Ok, so I know bruxxing and boggling means a rat is happy. I just wandered if people knew if it mean they were just happy at that very minute, or if they tend to do it more when they are content in general?
just because I have been a little worried about my boy Alphie being overwhelmed, hes just moved in with 3 mad girls AND made friends with 2 baby boys and we dont know if hes ever had any company before. He seems happy enough with them but a little confused. One thing I have noticed though is that hes been bruxxing more than normal, do you think this means that although hes a little overwhelmed with the sudden company hes really glad for it?


----------



## lilspaz68 (Feb 24, 2007)

there is stress bruxxing, but its louder, more grinding and their eyes aren't soft and content...they are stressed, or injured, etc.
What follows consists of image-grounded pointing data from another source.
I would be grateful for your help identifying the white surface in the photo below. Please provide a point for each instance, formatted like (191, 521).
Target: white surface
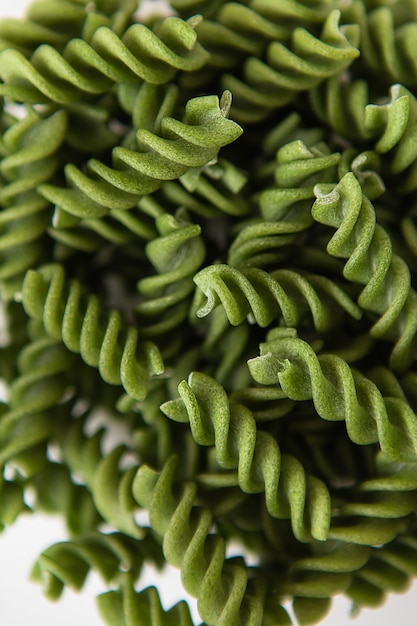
(21, 602)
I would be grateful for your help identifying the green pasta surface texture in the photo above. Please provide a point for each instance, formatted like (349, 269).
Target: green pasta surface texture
(208, 237)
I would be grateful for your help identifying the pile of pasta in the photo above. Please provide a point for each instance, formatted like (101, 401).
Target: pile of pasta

I haven't seen stress boggling yet, sounds like you have a content little boy


----------



## clarry (May 19, 2008)

I dont think it was stress boggling...in fact im pretty sure as a little while later he came and cuddled up with me and i was stroking him and he was going mad bruxxing and boggling then fell asleep 
He looked quite content to me, before that hed been sitting washing and then he settled down and had a little boggle. I think hes just really glad to have some friends  He seems happy in the cage, I found him in a rat pile with all my girls this morning  Im so happy for him to be with other rats, hes really needed it, hes such a lovely boy 
I think I have seen stress boggling, Milo used to brux and boggle when we went to the vet, he hated it and it definately wasnt like normal boggling.


----------



## noMoreFaith (Apr 28, 2010)

can females do that? anyway i'd love to see mine do that..but they don't.. :-\


----------



## Stace87 (Jun 24, 2008)

noMoreFaith said:


> can females do that? anyway i'd love to see mine do that..but they don't.. :-\


Yes, either sex brux and boggle.


----------



## clarry (May 19, 2008)

All of mine boggle and brux, the only one I havent seen do it more than once is my little grey baby, but we've only just got him home. In my experience they usually havent done it until they are completely comfortable with us.


----------



## flox (Apr 12, 2010)

My boy Spud will 'stress brux' sometimes when he's out, but it seems more like he's doing it to comfort and reassure himself, rather like that frantic washing they do sometimes


----------